未だにホールドアップの姿勢のまま、殺人鬼が話しかけてくる。「えっと、これで、お芝居は終わり…なん、だけど」「は?」「あ、あの、ごめんねちょっとやり過ぎたっていうかアキちゃんがそんなに怯えると思わなかったっていうか」「は?」「ごめんねホントでもアキちゃんが余裕そうに笑ってたからちょっと僕もムキになってたっていうか辞めどきかわからなくなったっていうか」「は?」

ちょっと、

待て今この男は何て言ったオシバイって言ったかオシバイってあの“お芝居”って言った?これが?ただの?お芝居?

「……何で?」

「え?」

「なんなの?」

「えっと…?」

「何で急に、お芝居って、どういうこと?」

「あの、だって、今日ハロウィンだから」

「……?ハロウィンだったら、何なの…?」

「えっと、だから、サプライズ、的なつもりだったんだけど、ごめん…」

「は?」

「ごめんなさい」

サプライズ。

これが、ハロウィンのサプライズだと。この男は、そう言うのか。

つまりこの男は、早見蘭は、

ハロウィンのサプライズとやらのおふざけで、この私を。私が、どれだけ、


どれだけ、


「アキちゃん?」「…んな」「え?」

ふざけんな。

多分、私はそう言った。と、思う。


気が付けば、早見蘭を見下ろしていた。

彼の顔は怯え切っている。

何が起こったのか、よくわからない。さっきあれだけ暴れてもびくともしなかった巨大を見下ろし、私は息を切らしていた。

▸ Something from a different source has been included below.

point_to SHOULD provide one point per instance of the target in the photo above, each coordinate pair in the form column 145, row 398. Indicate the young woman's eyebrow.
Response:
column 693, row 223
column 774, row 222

手に熱を感じて、見れば指の関節の部分が擦りむけて血が滲んでいた。

おまけに、大声で叫び続けた後のように喉が痛かった。

「あ、アキちゃん…」

震える声で呼ばれる。

早見蘭が、怯えた顔で私を見上げている。

彼の顔は唇が切れて血が滲んでいて、おまけに私と目が合ったまさにその瞬間、鼻血が流れ出した。

ああ、なるほど。

私が殴ったのか。記憶は飛んでいるが、きっとそうだろう。当然だ。

その光景から、顔を背ける。

「アキちゃん、待って」

歩いて部屋に戻る。私の仕事部屋に。

カーテンが剥がされ、放り出されたままの部屋で、まず、パソコンを手に取る。

「アキちゃん」

専用のケースに入れて、リュックに詰める。

「ホントにごめん、話聞いて」

モバイルバッテリーその他諸々をまとめたポーチを入れてるとリュックの口を閉じそのまま背負った。